CHARACTERIZATION OF HEMOPEXIN AND ITS INTERACTION WITH HEME BY DIFFERENTIAL SCANNING CALORIMETRY AND CIRCULAR-DICHROISM

Hemopexin is a plasma glycoprotein that has two structural domains (I and II) and binds and transports heme particularly to liver cells. Differential scanning calorimetry (DSC) studies show that hemopexin is largely stabilized by heme, which binds exclusively to domain I. The melting temperature (T(m)) of heme-hemopexin is 66.4 +/- 0.7-degrees-C as compared with 53.9 +/- 0.3-degrees-C for apohemopexin, and this T(m) increase is accompanied by a 100 kcal increase in molar enthalpy. Heme stabilizes hemopexin by stabilizing domain I. This is demonstrated by the 26-degrees-C increase in T(m) from 51.9 +/- 0.3 to 77.6 +/- 0.6-degrees-C and the over 3-fold increase in molar enthalpy when domain I associates with heme. A moderate change in domain I secondary structure is indicated by an increase in negative molar ellipticity at 206 nm. However, there is no net effect on the secondary structure of holo-hemopexin caused by heme binding as indicated by both far-UV circular dichroism (CD) and Fourier-transform infrareds spectra. The characteristic positive ellipticity of hemopexin at 233 nm, ascribed to tryptophan residues in domain II, is dramatically increased, suggesting a change in tertiary structure for domain II of hemopexin.

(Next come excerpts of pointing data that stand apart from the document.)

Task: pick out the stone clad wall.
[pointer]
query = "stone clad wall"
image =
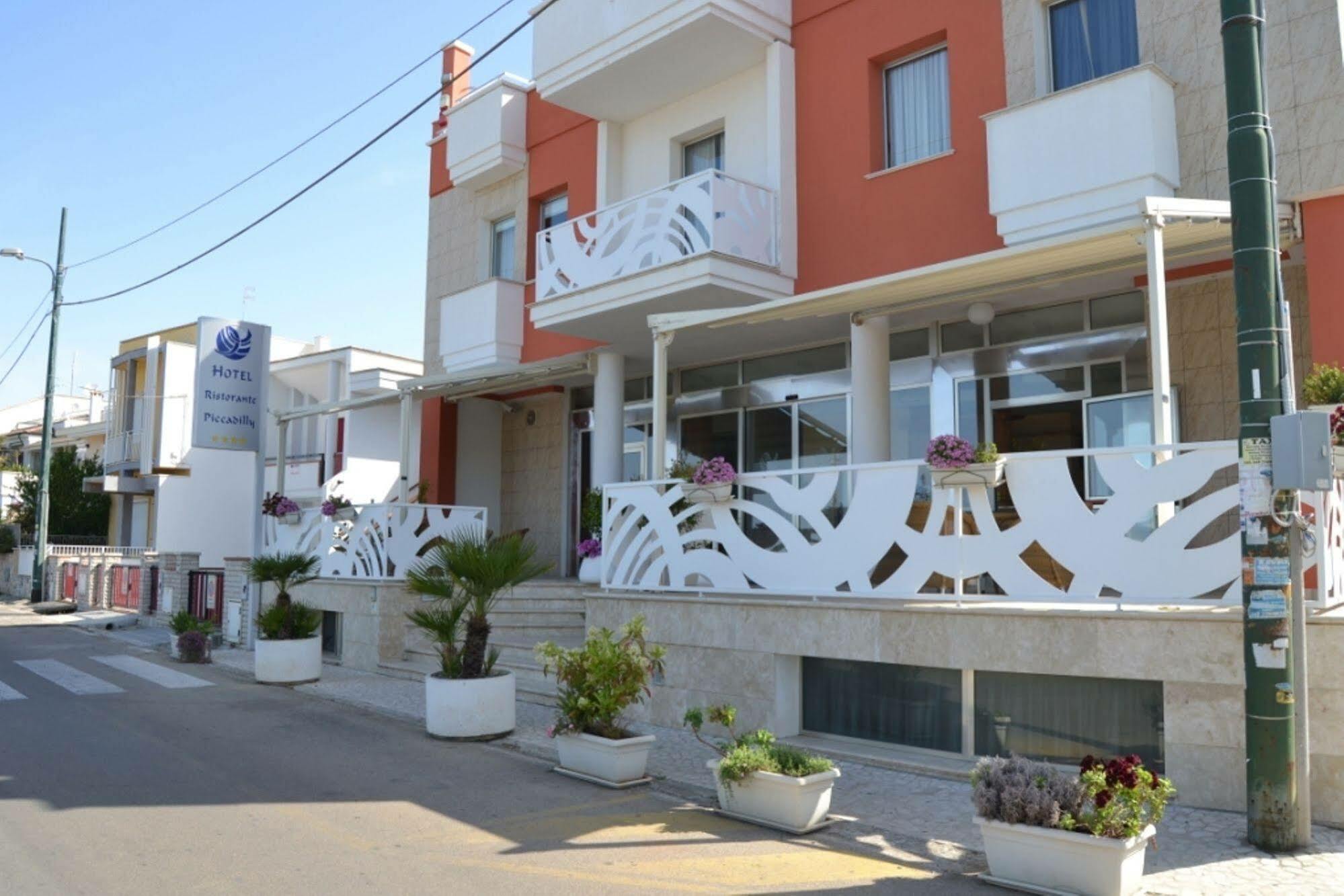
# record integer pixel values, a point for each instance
(741, 651)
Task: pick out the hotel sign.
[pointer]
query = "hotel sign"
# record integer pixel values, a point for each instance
(231, 366)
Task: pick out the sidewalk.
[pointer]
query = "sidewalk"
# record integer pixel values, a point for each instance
(901, 813)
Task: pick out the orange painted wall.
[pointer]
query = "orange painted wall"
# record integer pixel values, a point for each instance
(1323, 231)
(561, 159)
(851, 227)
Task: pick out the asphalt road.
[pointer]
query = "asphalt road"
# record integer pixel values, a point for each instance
(120, 776)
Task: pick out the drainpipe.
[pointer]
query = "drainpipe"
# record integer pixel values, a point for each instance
(1261, 359)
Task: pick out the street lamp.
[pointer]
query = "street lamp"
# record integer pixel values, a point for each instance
(58, 276)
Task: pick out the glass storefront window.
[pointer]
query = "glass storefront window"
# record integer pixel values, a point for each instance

DSC and CD results show that isolated domain I and domain II interact both in the presence and absence of heme. Moreover, domain II destabilizes heme-domain I, which may be an important factor in facilitating heme release to the hemopexin receptor. Examination of a variety of heme analogs revealed three classes of effects on both the thermodynamic stability and the positive ellipticity of hemopexin at 233 nm: heme and cobalt-protoporphyrin increase both; iron-meso-tetrakis(4-sulfonatophenyl)porphine does not affect either; protoporphyrin and nickel-protoporphyrin decrease both.